Sé que Francisco me entiende.  Sé que todavía no puede hacerlo. Lo entiendo.

Lo que este Papa ha puesto en juego es el significado del cristianismo. Él ha dado potentes señales en favor del Jesús humilde que opta por los que la sociedad de hace 2000 años y de todos los tiempos, desprecia. Si Francisco de Asís reformó la Iglesia recordándole a ella misma el nacimiento de Jesús en un pesebre, el obispo de Roma que ha adoptado su nombre está haciendo exactamente lo mismo. El cristianismo, especialmente la versión principesca de la Iglesia tan bien ilustrada por la Basílica de San Pedro, se va haciendo insignificante. Por esto Francisco Papa no quiso habitar las dependencias lujosas de esas edificaciones y se fue a vivir a la casa de Santa Marta, con más personas y más modestamente. No quiso dormir aislado del mundo y suntuosamente. No solo porque le daba depresión hacerlo. Sobre todo, porque él sabe que el anti-signo de un Papa rico se ha vuelto insoportable.

Sé que me entiende. Otros no me entienden. Es comprensible. Creer en el crucificado ha sido durante dos milenios una especie de contrasentido.

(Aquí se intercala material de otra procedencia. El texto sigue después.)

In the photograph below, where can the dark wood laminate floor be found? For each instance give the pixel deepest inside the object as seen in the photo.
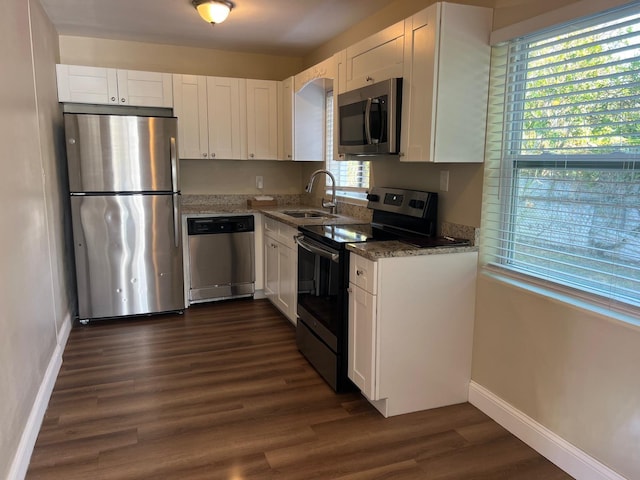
(221, 392)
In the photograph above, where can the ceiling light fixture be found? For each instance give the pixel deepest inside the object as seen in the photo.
(213, 11)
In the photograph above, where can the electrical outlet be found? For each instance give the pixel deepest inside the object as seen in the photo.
(444, 181)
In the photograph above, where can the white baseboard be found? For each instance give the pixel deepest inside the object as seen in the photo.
(565, 455)
(21, 459)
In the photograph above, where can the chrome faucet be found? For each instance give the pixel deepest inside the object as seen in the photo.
(332, 204)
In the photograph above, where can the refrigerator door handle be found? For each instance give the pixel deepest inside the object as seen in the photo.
(175, 200)
(174, 164)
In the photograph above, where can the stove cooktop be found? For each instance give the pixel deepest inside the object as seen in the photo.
(366, 232)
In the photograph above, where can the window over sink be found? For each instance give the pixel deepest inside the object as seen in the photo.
(352, 176)
(562, 173)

Esta Semana Santa o la próxima, me gustaría ver al Papa Francisco recordándonos al Cristo que saca la basura del mundo como un obrero municipal que carga sobre sus hombros sacos plásticos de porquería. Así entenderíamos mejor esa convicción teológica tan profunda de San Pablo que reza: “Dios se hizo pobre para enriquecernos con su pobreza” (2 Cor 8, 9). Se dice que se ha visto al pontífice sacar los desperdicios de la casa de Santa Marta. ¿Será verdad? Calza con él.

Voy todavía más lejos. Quisiera ver que para la próxima Navidad el obispo de Roma instale en medio de la Plaza de San Pedro una mediagua y comience a vivir en ella. Al trasfondo de la cual, las columnas de Bernini producirían un inequívoco contraste. De esta manera todos entenderían que la Iglesia de Cristo es “la Iglesia de los pobres” (Juan XXIII, Oscar Romero, Manuel Larraín). Una mediagua, en ese contexto, despertaría en nosotros el interés por saber dónde vive un hombre de overol. Probablemente llegaríamos a entender que la sociedad lo ha puesto a sacar basura porque su casa,  al igual que tantas en cualquiera ciudad latinoamericana, no tiene número. Si se incendia, nadie más que ese hombre sabrá que existió. Una vivienda como esta es tan indeterminada como la existencia de su dueño: a él se lo integra cuando conviene; pero si se sabe que su mediagua no tiene número puede perder el trabajo. A un hombre así se lo aprovecha y se lo desecha. Un Papa con overol, viviendo en una mediagua en medio de la Plaza de San Pedro sería más eficaz que los meritorios esfuerzos por la paz del cuerpo diplomático vaticano; más aún, quién sabe, que la educación católica de las élites de América latina. Cuando Jesús murió en la cruz se rasgó el velo del Templo. Los primeros cristianos lo recordaron con eucaristías celebradas en casas comunes y corrientes. Terminaron creyendo en un hombre conflictivo e irreverente.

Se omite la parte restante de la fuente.